JY writes
My 'hermeneutic', or interpretive approach, is to assume that the works were written by one or more humans to communicate to humans, and that they largely mean what they say. It's fairly straightforward. One runs into difficulty, of course, when you encounter poetic sections, highly metaphorical sections, and so forth, at which point you have to understand what various metaphors mean, which requires understanding things about the period. Nevertheless, it's easy to find plainly written, non-poetic sections of the Bible which contradict other non-poetic, plainly written sections of the Bible.
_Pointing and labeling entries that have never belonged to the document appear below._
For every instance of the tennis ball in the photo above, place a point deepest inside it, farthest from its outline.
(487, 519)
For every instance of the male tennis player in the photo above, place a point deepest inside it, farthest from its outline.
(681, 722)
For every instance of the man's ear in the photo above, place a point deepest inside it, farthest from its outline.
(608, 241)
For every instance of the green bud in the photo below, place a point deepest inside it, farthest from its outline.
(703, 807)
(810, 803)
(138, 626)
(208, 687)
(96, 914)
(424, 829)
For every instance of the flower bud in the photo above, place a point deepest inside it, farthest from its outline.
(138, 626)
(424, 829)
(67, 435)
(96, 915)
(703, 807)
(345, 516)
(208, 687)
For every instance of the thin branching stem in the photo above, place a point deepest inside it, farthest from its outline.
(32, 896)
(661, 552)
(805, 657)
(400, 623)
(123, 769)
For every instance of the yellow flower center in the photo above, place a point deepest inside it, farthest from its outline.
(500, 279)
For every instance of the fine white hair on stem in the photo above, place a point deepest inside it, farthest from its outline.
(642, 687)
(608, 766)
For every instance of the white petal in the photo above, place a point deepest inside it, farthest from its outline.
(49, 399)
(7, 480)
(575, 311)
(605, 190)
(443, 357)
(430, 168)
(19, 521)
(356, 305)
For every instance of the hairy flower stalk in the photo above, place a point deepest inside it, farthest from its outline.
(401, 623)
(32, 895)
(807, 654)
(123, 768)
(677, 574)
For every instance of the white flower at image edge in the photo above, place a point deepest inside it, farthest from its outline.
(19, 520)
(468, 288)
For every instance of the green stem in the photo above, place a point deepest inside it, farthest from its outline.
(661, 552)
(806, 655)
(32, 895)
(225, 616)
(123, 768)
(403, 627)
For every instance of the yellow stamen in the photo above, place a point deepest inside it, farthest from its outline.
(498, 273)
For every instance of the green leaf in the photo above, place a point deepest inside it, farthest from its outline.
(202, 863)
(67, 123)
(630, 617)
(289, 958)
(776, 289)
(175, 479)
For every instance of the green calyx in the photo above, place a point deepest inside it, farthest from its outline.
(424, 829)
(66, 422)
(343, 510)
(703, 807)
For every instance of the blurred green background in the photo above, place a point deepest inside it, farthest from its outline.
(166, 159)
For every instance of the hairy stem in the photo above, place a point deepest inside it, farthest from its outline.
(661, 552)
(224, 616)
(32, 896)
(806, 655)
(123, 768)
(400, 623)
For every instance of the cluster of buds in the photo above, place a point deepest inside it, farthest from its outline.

Approaching a text attempting to prove inerrancy is not honest, if one is already committed to the idea of inerrancy and divine inspiration, because of the ease at which literary 'problems' can be rationalized. The types of justifications that 'rescue' problems in the Bible from being seen as inerrant can rescue any text from such problems. The Bagavad Gita, the Quran, the I Ching, or Moby Dick, all could be approached with the assumption of inerrancy, and post-hoc rationalizations can always be used to 'solve' problems in the text. Ishmael famously declares whales to be fish (in Moby Dick, not the Bible). This is an obvious error. But it's easily rescued by pointing out that the goal of Moby Dick is not to provide information about the nature of whales, but the nature of man, and the whale is being used throughout Moby Dick in a metaphorical sense.